Saturday, June 18, 2011

My Cupid is gone




Cupid of Peppertree CD


December 25th, 1996 - June 8th, 2011


I said goodbye to my beloved Cupid. She was almost 14 and a half years old. We were used to her having her bad and good days but she woke up to a very bad day. So much pain. I couldn't get it managed despite the morphine, Rimadyl, and tramadol. She wouldn't eat any of her favorite foods. She wouldn't even drink water from her little bowls that I set next to her. I called the house-call vet I've been using lately and waited an unbearably long time for her to call back. She will hear about how disappointed I am, after their being wonderful caregivers to Cupid over the past year or so.
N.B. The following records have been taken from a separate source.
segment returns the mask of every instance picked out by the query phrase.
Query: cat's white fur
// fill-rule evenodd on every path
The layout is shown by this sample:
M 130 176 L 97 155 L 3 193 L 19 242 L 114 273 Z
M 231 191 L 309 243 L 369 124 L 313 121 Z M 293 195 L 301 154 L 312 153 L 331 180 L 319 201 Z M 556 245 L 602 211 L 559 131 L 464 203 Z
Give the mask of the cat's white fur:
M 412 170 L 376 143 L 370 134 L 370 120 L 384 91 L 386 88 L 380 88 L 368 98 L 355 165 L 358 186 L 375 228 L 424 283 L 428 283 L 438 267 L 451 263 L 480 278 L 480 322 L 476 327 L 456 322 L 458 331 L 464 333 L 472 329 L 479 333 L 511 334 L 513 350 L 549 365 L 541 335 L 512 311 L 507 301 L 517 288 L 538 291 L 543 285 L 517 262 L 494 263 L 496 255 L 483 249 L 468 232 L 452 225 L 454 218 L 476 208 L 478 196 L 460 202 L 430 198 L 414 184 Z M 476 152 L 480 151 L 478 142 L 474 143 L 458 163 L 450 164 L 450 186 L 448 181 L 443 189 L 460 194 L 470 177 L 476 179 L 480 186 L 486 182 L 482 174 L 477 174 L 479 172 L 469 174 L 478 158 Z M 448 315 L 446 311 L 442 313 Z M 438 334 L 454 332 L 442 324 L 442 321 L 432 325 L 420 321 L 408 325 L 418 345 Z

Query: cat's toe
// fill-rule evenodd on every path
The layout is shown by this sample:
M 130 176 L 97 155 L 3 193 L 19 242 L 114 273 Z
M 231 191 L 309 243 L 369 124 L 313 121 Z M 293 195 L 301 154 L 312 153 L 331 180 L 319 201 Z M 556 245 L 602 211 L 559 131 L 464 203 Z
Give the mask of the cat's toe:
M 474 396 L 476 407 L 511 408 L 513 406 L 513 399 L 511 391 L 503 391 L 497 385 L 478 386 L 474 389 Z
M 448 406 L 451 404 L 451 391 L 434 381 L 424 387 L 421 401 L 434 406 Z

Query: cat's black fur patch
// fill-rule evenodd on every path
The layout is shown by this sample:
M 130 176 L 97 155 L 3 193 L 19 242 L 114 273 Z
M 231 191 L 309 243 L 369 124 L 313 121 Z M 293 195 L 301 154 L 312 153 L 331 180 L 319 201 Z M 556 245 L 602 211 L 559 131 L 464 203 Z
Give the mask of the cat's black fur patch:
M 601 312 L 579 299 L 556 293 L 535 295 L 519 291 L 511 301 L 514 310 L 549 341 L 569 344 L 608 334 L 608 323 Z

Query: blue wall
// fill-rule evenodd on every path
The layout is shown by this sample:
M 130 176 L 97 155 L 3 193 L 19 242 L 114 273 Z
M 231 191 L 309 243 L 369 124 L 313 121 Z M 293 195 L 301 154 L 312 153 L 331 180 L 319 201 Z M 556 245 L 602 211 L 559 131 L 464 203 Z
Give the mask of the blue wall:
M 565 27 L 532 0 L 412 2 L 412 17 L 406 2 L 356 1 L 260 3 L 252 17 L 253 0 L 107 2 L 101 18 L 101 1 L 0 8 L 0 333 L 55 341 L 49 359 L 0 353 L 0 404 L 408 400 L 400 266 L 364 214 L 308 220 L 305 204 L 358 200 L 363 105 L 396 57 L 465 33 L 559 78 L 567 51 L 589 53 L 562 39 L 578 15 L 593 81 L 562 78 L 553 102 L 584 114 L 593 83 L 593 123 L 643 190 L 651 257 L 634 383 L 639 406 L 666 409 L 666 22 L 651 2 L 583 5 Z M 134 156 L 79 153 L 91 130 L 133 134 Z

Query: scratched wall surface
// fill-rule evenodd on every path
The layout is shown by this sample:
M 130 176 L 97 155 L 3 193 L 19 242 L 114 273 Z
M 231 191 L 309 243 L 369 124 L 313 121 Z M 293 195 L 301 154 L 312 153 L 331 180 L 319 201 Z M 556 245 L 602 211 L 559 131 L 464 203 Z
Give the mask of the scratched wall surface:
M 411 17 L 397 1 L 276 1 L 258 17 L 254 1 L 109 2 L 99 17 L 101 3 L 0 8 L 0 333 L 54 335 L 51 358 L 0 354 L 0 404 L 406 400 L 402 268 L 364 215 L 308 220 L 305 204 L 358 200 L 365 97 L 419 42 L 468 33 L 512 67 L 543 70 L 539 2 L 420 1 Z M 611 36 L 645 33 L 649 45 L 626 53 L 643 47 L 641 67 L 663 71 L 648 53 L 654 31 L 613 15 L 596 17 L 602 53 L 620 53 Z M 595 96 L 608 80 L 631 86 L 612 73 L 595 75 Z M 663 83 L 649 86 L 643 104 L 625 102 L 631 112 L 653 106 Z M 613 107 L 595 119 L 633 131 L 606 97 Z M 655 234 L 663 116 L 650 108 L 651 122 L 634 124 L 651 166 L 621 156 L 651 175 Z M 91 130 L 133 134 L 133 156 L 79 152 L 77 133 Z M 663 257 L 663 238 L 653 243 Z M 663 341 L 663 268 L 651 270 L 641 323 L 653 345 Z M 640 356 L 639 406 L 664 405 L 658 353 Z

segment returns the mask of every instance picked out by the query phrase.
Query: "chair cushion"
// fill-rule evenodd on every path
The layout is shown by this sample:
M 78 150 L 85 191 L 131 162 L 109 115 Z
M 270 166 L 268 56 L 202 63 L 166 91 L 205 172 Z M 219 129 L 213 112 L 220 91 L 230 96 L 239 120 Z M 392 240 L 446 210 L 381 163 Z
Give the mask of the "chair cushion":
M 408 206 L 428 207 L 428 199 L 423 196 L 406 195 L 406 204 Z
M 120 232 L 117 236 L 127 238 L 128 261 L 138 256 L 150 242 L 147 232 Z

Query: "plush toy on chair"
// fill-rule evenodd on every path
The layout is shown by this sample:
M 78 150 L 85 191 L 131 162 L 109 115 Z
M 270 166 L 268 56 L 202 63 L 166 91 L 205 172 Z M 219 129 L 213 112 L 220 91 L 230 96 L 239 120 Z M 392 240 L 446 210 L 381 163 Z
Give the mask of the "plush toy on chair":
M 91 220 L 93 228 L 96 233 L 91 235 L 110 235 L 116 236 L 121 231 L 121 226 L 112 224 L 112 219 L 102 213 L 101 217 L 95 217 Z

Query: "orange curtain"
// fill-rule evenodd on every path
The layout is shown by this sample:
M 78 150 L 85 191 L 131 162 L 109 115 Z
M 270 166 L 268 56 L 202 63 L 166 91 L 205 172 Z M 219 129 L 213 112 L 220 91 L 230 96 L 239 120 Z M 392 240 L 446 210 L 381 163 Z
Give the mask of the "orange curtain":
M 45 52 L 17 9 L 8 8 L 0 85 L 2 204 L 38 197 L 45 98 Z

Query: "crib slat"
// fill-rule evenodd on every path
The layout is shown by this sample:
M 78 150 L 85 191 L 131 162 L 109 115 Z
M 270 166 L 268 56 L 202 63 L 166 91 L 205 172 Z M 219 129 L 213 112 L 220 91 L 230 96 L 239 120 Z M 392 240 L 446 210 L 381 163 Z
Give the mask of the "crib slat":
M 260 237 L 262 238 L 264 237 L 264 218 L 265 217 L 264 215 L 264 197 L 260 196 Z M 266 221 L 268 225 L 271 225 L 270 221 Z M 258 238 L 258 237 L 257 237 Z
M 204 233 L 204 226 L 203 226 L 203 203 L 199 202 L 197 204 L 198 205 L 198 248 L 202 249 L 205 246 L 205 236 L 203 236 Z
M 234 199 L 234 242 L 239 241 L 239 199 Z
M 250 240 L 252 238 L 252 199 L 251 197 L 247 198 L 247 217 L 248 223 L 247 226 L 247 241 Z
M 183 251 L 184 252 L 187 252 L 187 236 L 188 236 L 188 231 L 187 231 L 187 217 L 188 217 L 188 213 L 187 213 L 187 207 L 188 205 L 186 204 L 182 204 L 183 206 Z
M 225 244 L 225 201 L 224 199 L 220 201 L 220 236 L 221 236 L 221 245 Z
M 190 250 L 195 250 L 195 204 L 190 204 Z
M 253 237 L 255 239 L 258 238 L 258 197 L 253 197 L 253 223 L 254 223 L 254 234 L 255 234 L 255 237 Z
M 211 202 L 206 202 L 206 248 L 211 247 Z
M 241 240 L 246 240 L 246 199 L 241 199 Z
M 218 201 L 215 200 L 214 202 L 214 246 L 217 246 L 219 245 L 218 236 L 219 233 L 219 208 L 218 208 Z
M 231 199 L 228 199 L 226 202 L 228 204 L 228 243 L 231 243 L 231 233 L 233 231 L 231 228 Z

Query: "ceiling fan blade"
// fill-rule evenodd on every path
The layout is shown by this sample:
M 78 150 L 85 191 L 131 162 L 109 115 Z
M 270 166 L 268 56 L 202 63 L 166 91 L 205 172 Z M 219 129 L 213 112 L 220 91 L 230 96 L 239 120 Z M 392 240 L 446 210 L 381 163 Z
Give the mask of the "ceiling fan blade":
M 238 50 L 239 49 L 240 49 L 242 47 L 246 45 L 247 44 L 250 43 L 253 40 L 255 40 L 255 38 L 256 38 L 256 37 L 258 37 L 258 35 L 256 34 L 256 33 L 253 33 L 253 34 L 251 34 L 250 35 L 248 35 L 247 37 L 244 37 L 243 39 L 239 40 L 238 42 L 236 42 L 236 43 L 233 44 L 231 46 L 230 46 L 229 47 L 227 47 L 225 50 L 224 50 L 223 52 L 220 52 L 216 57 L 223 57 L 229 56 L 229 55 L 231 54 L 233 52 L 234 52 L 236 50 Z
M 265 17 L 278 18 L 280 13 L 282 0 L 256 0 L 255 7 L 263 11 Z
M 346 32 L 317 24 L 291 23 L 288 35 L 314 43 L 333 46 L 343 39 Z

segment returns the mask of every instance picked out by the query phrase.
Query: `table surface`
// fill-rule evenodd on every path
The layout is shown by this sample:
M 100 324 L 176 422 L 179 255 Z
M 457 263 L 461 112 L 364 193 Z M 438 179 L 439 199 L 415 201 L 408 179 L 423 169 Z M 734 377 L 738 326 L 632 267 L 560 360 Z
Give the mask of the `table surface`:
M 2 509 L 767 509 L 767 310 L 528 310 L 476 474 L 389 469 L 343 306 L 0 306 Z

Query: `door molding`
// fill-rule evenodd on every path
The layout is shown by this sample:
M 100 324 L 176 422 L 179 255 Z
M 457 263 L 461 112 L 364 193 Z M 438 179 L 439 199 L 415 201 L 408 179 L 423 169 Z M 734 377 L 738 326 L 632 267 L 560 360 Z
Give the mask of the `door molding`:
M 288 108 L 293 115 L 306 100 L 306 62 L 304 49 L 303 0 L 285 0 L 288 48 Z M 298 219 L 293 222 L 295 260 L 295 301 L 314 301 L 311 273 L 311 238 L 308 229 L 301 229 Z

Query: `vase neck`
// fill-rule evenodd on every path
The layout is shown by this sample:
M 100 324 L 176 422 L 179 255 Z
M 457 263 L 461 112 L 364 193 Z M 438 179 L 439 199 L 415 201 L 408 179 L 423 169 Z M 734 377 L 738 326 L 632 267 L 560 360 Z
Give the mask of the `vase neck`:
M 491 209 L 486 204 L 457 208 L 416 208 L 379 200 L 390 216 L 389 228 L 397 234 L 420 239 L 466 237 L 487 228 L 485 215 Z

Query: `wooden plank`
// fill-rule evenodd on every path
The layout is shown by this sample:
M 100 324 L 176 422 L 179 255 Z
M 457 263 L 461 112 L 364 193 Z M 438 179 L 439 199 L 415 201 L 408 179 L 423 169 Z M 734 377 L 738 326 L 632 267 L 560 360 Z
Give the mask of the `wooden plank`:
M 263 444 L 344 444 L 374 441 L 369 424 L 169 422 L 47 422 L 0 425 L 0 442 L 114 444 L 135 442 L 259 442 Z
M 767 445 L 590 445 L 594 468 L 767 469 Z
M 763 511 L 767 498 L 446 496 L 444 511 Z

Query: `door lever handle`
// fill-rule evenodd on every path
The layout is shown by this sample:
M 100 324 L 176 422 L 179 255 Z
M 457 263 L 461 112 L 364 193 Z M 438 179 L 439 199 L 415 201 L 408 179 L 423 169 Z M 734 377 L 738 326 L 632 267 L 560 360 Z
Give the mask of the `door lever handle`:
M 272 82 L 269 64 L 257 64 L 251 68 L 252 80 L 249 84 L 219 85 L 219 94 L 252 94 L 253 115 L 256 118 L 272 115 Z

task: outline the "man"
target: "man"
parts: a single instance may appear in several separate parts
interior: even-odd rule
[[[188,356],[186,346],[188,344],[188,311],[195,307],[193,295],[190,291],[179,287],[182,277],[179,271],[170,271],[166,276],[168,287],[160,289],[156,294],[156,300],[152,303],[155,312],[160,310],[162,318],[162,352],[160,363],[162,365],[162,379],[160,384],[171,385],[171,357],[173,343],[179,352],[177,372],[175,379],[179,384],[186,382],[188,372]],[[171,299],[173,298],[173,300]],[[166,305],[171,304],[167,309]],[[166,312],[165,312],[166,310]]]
My regular vet hospital, Como Park Animal Hospital, came thru for us and they were even willing to euthanize her in the back seat of my car where she had spent so many happy hours. I had her cremated and will keep her ashes until I find a forever burial place for them, as well as those of my other Shepherds. It will not and cannot be Minnesota. This will never be home to me. If I never find the appropriate place to bury them, I have instructed Dana that I want all of them buried with me. Here's Dana's tribute to Cupid: Angry by Choice: Goodbye dear friend

I seem to be managing fine - better than I thought I would be - but then something out of the blue triggers memories of her and I break down. This afternoon, the sadness and crying and missing her so terribly went on for hours (and it's not done yet). I know I need to feel the pain, process the pain but thank God for alcohol and television to distract and numb. And now, if you'll excuse me, I need another shot.

3 comments:

JennaKay Francis, Author said...

I am so sorry, Deb. Sometimes the missing is unbearable. My little Bear passed away from cancer three years ago, and I still miss him. Hugs.

Jill said...

Deb - I'm in tears! We've been out of touch, but when I saw your blog update on my feeds I was happy until I read your news. I'm sending you love and hugs from NC to you and Dana & A.

Debra McWilliam said...

Thanks, ladies. It is good to be understood by true dog lovers. The void is excruciating. Everything reminds me of her because she went everywhere with me. It helps to write about her. Thanks for reading.